Where the debtor filed her second chapter 13 petition while her first case was still pending, the automatic stay was not reduced by section 362(c)(3) but, without regard to the debtor’s intent, the second case was an abuse of process and the court could dismiss sua sponte after notice and a hearing. In re Giles, No. 22-14494 (Bankr. S.D. Fla. July 15, 2022).
The debtor had a confirmed chapter 13 plan but she fell behind on plan payments and the trustee indicated that, if she did not cure, the trustee would seek dismissal. Six days later, without curing or waiting for dismissal, the debtor filed a new chapter 13 bankruptcy petition. Assuming the automatic stay would terminate on July 8, 2022, under section 362(c)(3), the debtor moved for an extension of stay. The hearing was set for July 11, 2022, at which time both bankruptcy cases were still pending.

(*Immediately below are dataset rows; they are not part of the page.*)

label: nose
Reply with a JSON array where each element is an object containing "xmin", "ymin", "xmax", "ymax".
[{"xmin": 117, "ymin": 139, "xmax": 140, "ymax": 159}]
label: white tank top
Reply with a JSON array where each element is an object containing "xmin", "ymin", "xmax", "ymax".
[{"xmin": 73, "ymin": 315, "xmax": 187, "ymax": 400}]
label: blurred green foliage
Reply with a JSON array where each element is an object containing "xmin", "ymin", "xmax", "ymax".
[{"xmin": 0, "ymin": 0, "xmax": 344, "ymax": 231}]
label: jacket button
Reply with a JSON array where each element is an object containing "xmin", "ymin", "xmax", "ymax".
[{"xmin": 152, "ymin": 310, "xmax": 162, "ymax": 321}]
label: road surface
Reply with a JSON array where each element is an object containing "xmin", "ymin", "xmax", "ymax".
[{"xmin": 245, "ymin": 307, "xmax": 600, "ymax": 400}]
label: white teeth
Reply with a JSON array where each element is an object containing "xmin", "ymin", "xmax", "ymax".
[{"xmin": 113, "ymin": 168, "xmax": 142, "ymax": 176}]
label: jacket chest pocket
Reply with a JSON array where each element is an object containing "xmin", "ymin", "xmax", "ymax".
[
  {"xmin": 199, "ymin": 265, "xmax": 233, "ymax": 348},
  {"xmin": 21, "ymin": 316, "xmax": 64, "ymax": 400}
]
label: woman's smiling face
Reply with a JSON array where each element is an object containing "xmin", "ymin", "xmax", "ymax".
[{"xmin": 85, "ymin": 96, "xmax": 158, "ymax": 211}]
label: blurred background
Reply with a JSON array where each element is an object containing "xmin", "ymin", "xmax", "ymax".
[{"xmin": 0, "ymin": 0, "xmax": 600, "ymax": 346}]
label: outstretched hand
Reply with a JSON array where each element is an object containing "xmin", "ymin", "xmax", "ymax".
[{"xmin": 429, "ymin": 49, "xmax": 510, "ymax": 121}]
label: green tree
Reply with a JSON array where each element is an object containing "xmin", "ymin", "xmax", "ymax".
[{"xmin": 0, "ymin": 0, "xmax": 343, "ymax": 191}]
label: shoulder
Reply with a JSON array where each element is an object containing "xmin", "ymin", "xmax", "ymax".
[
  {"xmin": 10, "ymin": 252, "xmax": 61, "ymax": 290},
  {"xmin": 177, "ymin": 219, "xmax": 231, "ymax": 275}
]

The court began with section 362(c)(3) which provides that if a debtor had another bankruptcy case that “was pending within the preceding 1-year period but was dismissed,” the second case “is presumptively not filed in good faith” and the automatic stay terminates 30 days after the petition date in the second case. The court found that because the debtor filed the second case while the first was still pending, section 362(c)(3) did not apply. The court found, therefore, that the automatic stay would not terminate early in the second case and it denied the debtor’s motion as moot.

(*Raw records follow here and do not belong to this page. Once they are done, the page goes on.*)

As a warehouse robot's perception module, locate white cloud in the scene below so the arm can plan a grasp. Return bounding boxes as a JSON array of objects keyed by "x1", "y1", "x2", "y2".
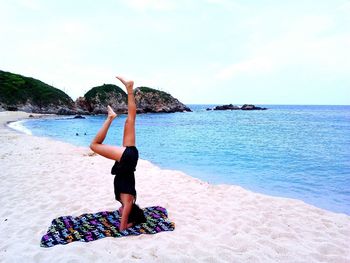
[
  {"x1": 216, "y1": 56, "x2": 273, "y2": 79},
  {"x1": 216, "y1": 13, "x2": 350, "y2": 79},
  {"x1": 125, "y1": 0, "x2": 176, "y2": 11}
]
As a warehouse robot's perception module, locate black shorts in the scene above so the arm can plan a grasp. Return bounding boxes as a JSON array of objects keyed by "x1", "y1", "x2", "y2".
[{"x1": 111, "y1": 146, "x2": 139, "y2": 201}]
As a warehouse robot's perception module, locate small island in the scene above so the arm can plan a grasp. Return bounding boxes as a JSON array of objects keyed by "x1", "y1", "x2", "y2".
[{"x1": 207, "y1": 104, "x2": 267, "y2": 111}]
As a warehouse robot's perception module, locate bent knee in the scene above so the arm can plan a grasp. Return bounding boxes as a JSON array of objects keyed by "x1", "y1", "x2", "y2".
[
  {"x1": 125, "y1": 116, "x2": 136, "y2": 125},
  {"x1": 90, "y1": 142, "x2": 98, "y2": 152}
]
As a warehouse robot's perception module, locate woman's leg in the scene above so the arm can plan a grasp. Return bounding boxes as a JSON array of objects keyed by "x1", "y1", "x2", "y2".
[
  {"x1": 90, "y1": 106, "x2": 125, "y2": 162},
  {"x1": 117, "y1": 77, "x2": 136, "y2": 147}
]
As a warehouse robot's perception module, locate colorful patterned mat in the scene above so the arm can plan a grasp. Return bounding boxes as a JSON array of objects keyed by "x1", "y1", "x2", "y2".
[{"x1": 40, "y1": 206, "x2": 175, "y2": 247}]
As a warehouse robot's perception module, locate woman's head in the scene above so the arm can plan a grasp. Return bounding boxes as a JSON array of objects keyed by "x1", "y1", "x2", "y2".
[{"x1": 128, "y1": 204, "x2": 146, "y2": 225}]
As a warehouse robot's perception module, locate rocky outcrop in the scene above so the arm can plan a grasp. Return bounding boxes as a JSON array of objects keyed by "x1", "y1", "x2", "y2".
[
  {"x1": 207, "y1": 104, "x2": 267, "y2": 110},
  {"x1": 214, "y1": 104, "x2": 240, "y2": 110},
  {"x1": 0, "y1": 71, "x2": 191, "y2": 115},
  {"x1": 241, "y1": 104, "x2": 267, "y2": 110},
  {"x1": 134, "y1": 87, "x2": 191, "y2": 113}
]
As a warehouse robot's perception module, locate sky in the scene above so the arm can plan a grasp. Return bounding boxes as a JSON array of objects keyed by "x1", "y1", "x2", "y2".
[{"x1": 0, "y1": 0, "x2": 350, "y2": 105}]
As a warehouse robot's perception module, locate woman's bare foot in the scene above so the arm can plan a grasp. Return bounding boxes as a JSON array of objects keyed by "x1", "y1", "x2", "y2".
[
  {"x1": 107, "y1": 105, "x2": 117, "y2": 120},
  {"x1": 116, "y1": 76, "x2": 134, "y2": 93}
]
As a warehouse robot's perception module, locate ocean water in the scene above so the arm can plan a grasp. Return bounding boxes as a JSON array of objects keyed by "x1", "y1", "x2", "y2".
[{"x1": 21, "y1": 105, "x2": 350, "y2": 215}]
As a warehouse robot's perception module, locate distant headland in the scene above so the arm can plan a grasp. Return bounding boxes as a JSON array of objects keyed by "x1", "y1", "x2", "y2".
[{"x1": 0, "y1": 70, "x2": 191, "y2": 115}]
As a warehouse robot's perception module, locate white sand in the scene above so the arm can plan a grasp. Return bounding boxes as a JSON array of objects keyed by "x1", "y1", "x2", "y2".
[{"x1": 0, "y1": 112, "x2": 350, "y2": 263}]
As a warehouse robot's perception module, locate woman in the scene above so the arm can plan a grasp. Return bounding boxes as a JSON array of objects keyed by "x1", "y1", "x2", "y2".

Nonetheless, the court went on to consider other ramifications of having two chapter 13 bankruptcies pending at the same time. While neither the Code nor the Bankruptcy Rules prohibit simultaneous bankruptcy petitions, the court noted that in Freshman v. Atkins, 269 U.S. 121, 122–24 (1925), the Supreme Court held that it is generally inappropriate for a party to have two cases pending at the same time.
In In re Saylors, 869 F.2d 1434 (11th Cir. 1989), however, the Eleventh Circuit held that it may be appropriate for a bankruptcy debtor to file a chapter 13 case while his chapter 7 case is still pending in order to reorganize whatever debts survive the chapter 7 discharge. Out of that case, courts developed the “single estate rule” which says that a debtor cannot have two bankruptcy cases pending simultaneously if doing so would result in the same property being part of different bankruptcy estates.

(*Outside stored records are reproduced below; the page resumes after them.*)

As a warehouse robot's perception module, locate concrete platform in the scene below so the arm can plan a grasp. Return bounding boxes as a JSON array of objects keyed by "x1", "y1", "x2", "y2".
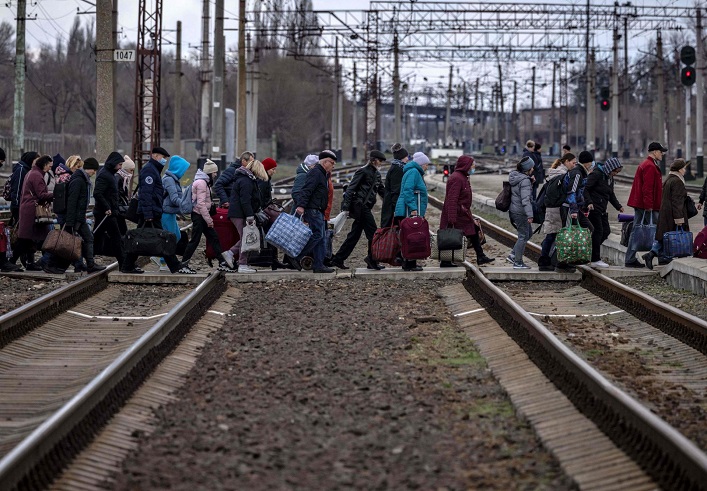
[
  {"x1": 108, "y1": 271, "x2": 209, "y2": 285},
  {"x1": 481, "y1": 266, "x2": 582, "y2": 281},
  {"x1": 353, "y1": 265, "x2": 466, "y2": 280}
]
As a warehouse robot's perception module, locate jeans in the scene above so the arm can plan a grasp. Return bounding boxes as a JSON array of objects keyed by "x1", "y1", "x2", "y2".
[
  {"x1": 182, "y1": 212, "x2": 223, "y2": 264},
  {"x1": 297, "y1": 208, "x2": 326, "y2": 270},
  {"x1": 332, "y1": 207, "x2": 377, "y2": 262},
  {"x1": 624, "y1": 208, "x2": 658, "y2": 264},
  {"x1": 510, "y1": 213, "x2": 533, "y2": 264}
]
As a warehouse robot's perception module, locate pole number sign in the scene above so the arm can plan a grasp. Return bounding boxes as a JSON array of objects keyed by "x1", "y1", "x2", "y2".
[{"x1": 113, "y1": 49, "x2": 135, "y2": 61}]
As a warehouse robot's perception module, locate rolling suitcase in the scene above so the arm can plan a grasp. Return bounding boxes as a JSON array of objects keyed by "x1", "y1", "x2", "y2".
[{"x1": 206, "y1": 208, "x2": 240, "y2": 259}]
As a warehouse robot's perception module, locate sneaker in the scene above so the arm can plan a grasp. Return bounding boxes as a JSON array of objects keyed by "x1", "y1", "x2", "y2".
[
  {"x1": 221, "y1": 251, "x2": 233, "y2": 269},
  {"x1": 589, "y1": 261, "x2": 609, "y2": 268}
]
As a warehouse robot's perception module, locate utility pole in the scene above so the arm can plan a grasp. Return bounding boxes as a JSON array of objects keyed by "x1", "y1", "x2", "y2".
[
  {"x1": 10, "y1": 0, "x2": 27, "y2": 160},
  {"x1": 200, "y1": 0, "x2": 211, "y2": 155},
  {"x1": 211, "y1": 0, "x2": 226, "y2": 159},
  {"x1": 96, "y1": 0, "x2": 115, "y2": 161},
  {"x1": 444, "y1": 65, "x2": 454, "y2": 145},
  {"x1": 174, "y1": 20, "x2": 182, "y2": 155},
  {"x1": 611, "y1": 28, "x2": 619, "y2": 157},
  {"x1": 236, "y1": 0, "x2": 248, "y2": 158},
  {"x1": 393, "y1": 32, "x2": 402, "y2": 142},
  {"x1": 351, "y1": 61, "x2": 358, "y2": 162},
  {"x1": 695, "y1": 8, "x2": 705, "y2": 177}
]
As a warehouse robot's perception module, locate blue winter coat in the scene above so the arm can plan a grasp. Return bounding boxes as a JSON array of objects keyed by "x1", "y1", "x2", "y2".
[{"x1": 395, "y1": 160, "x2": 427, "y2": 217}]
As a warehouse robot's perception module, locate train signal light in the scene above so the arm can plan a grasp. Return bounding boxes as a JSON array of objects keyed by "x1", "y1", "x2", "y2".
[{"x1": 599, "y1": 87, "x2": 611, "y2": 111}]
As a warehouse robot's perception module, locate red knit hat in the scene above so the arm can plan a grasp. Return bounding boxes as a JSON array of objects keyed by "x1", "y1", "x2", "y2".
[{"x1": 262, "y1": 157, "x2": 277, "y2": 172}]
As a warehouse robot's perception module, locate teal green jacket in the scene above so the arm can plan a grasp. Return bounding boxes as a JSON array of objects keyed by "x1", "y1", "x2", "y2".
[{"x1": 395, "y1": 160, "x2": 427, "y2": 217}]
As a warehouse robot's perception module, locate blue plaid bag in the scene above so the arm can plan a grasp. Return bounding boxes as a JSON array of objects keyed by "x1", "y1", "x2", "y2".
[
  {"x1": 265, "y1": 213, "x2": 312, "y2": 257},
  {"x1": 663, "y1": 225, "x2": 692, "y2": 257}
]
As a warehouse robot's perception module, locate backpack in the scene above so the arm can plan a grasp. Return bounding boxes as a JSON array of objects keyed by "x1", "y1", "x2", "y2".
[
  {"x1": 52, "y1": 181, "x2": 69, "y2": 215},
  {"x1": 543, "y1": 174, "x2": 567, "y2": 208},
  {"x1": 496, "y1": 181, "x2": 511, "y2": 211},
  {"x1": 179, "y1": 184, "x2": 194, "y2": 215}
]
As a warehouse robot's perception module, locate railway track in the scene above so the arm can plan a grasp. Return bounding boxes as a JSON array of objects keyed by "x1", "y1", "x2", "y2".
[{"x1": 430, "y1": 197, "x2": 707, "y2": 489}]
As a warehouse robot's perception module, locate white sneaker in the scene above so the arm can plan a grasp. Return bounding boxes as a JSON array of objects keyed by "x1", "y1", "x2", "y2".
[
  {"x1": 222, "y1": 251, "x2": 233, "y2": 269},
  {"x1": 589, "y1": 261, "x2": 609, "y2": 268}
]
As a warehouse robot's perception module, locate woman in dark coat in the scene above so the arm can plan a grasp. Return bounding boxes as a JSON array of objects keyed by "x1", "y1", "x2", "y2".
[
  {"x1": 643, "y1": 159, "x2": 690, "y2": 269},
  {"x1": 15, "y1": 155, "x2": 54, "y2": 271},
  {"x1": 439, "y1": 155, "x2": 494, "y2": 267}
]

This case failed the same estate rule in that much, if not all, of the property in the first chapter 13 estate would also be part of the second chapter 13 estate. Without finding that the debtor in fact filed the second case in bad faith, the court reasoned that the practical result of simultaneous cases dealing with the same property would be an abuse of process.
The court concluded that “the Second Case cannot proceed and must be dismissed.” It went on to decide that under the authority of section 105(a) it had the power to sua sponte dismiss, but found that, under section 1307(c), it could do so only after notice and hearing.